Scarcity of fuel in the aviation industry was pegged at 50 per cent, a reduction of the daily requirement needed by local airlines to operate in the country. The shortage in supply has led to series of delays and cancelled flights facing passengers.

Marketers have blamed the current development on scarcity of foreign exchange, logistics and some of the airline operators owing outstanding billions of naira and allegedly not willing to pay suppliers of aviation fuel, otherwise called JetA1.

General Manager of CITA Aviation Fueling Limited, Thomas Ogungbangbe, at the opening of a stakeholders’ forum on the fuel challenge, said that of about two million litres aviation fuel required daily, only half the size now gets to the operators.

Ogungbangbe stated that the abysmally low supply capacity calls for great concern for stakeholders to rescue the industry from further losses. He also observed that the capacity had steadily declined in the last three years since deregulation of supply, though currently now at its most critical moment.
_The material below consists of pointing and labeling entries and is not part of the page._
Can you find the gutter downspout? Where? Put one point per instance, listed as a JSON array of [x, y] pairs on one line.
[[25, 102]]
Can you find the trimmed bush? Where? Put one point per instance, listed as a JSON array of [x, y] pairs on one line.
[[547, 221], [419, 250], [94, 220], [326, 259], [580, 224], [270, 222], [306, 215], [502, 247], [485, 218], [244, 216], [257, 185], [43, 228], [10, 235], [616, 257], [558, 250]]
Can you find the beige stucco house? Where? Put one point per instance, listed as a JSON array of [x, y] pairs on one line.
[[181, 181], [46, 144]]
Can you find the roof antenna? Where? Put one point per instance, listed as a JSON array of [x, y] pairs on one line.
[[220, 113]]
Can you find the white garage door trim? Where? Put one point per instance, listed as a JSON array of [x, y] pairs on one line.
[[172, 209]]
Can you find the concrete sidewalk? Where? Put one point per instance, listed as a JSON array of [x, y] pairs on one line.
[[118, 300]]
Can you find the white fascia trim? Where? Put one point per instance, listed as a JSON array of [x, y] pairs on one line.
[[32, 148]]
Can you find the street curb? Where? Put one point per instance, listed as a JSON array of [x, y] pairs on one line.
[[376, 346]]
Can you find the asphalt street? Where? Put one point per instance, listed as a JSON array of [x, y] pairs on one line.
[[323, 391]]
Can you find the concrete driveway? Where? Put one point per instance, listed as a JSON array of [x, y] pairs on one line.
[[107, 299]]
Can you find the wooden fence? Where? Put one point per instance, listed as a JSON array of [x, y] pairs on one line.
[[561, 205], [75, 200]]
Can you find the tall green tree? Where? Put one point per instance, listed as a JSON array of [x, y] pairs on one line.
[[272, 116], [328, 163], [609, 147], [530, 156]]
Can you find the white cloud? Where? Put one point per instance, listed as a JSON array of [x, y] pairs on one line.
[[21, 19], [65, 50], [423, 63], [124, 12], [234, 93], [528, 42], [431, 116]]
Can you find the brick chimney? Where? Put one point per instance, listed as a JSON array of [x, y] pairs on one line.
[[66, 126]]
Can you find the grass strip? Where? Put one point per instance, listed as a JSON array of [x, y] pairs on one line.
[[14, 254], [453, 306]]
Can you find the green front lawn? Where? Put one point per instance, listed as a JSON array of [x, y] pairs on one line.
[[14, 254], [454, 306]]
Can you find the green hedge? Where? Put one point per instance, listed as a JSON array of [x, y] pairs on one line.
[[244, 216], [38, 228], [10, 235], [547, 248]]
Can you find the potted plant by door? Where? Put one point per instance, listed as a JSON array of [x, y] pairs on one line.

General Manager and Chief Operating Officer at CITA, Olasimbo Betiku, noticed that the current state of the economy and scarcity of foreign exchange had caught up with the aviation fuel that is 100 per cent imported.

Besides forex, Betiku added that the lack of commensurate development in infrastructure along with population rise and growth in passenger movement in the last two decades had steadily put the industry in dire straits.

 “Between 1986 to 2016, we have seen steady population growth in the country with passenger movement increase from 8.3m  in 2006 to 13.4m in 2016,” he said.